絵を描きたいだけなのにー勉強という名の地獄

有原優

第1話 絶望

「雫、起きなさーい」


 お母さんの呼ぶ声がする。嫌だな。このまま寝ていたい。なにも考えたくない。学校に行きたくない。もう一日が始まってほしくない。もう怒られてもいいや。それでもう……ああ……考えるのもめんどくさい。


「雫、起きなさーい!」


 二回目だ。流石に起きなければ起こられるかもしれない。でも……そんなのどうでもいい。遅刻すれば、学校にいる時間も短くなる。それにそもそもの話眠い。毎日頑張っているのだ。少しぐらい寝坊しても神様は許してくれるだろう。


「起きろ!」


 お母さんに布団を剥がされた。安息の時間は終わりらしい。


 私は仕方がないから歯を磨く。歯を磨く時間を伸ばしたら学校に行く時間が遅れると思ったが、後ろからお母さんが見ている。どうやら逃げ場は無いらしい。

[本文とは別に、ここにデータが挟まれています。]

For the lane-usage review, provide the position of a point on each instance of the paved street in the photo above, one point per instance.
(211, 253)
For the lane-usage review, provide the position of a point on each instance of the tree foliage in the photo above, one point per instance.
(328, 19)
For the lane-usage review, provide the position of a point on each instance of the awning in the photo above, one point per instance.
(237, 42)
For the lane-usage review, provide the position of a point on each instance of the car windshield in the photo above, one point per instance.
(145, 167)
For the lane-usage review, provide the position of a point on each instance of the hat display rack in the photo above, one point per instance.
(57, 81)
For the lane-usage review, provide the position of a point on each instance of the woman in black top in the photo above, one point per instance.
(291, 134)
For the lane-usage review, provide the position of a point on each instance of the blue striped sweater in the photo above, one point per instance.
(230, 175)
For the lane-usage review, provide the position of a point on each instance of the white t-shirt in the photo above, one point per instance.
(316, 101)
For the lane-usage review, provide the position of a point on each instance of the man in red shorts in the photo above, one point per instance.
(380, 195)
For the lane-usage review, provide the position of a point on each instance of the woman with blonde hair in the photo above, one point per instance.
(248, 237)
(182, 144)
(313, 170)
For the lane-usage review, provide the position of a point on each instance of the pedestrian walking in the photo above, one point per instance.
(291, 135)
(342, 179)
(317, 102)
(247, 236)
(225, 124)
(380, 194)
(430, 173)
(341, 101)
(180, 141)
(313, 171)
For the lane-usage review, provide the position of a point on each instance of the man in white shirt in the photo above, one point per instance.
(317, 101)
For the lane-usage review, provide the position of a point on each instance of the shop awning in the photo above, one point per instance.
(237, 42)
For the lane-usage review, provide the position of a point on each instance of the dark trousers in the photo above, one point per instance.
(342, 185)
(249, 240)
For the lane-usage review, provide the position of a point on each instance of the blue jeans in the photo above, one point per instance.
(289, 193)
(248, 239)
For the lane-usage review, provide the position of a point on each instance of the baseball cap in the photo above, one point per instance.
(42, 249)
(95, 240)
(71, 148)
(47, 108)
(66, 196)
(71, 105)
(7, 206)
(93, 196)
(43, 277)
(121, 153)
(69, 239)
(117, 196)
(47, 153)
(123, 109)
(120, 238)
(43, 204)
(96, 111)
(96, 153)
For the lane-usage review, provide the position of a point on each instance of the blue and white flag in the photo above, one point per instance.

 やだなー。寝たい。今日も六時間くらいしか寝てないし。


 ご飯を食べる。いつも通りの味。普通の味だ。別に好き好んで食べるわけじゃ無いけど、餓死するのは嫌だから仕方なく食べる。


 しかし食事に時間を取られるぐらいなら別のことに時間を使いたい。ライターとか、絵とかに。


「そういえば塾の話だけど」


 ああ、お母さんの話が始まる。聞きたくない。


「もう一つ授業を増やさない?」


 そう、お母さんはいつもこういうことを言うのだ。私が勉強を嫌いなことを知りもしないで。だが、私は知っている。拒否権などありもしないことを。


「なんで?」


 無駄だと知りながら抵抗を試みる。


「今のままの感じで大学行けそうに無いからよ。いい? 大学に行けないということは、もう人生終わりということだからね。最低でも偏差値六十以上の大学には行きなさい。分かった?」

「分かってるよ」


 いや、本当は分かっていない。私は好きなことだけをして暮らしたいのに、なんで嫌いな勉強をしなければならないのか、なんで塾なんかに行かなきゃならないのか。


「だから授業増やしていい?」

「いいよ!」


 私は笑顔で言う。いいわけがない。今の塾の授業数でもしんどいのだ。それがさらに増える? 死ねと言っているのか。私に死ねと言っているのか。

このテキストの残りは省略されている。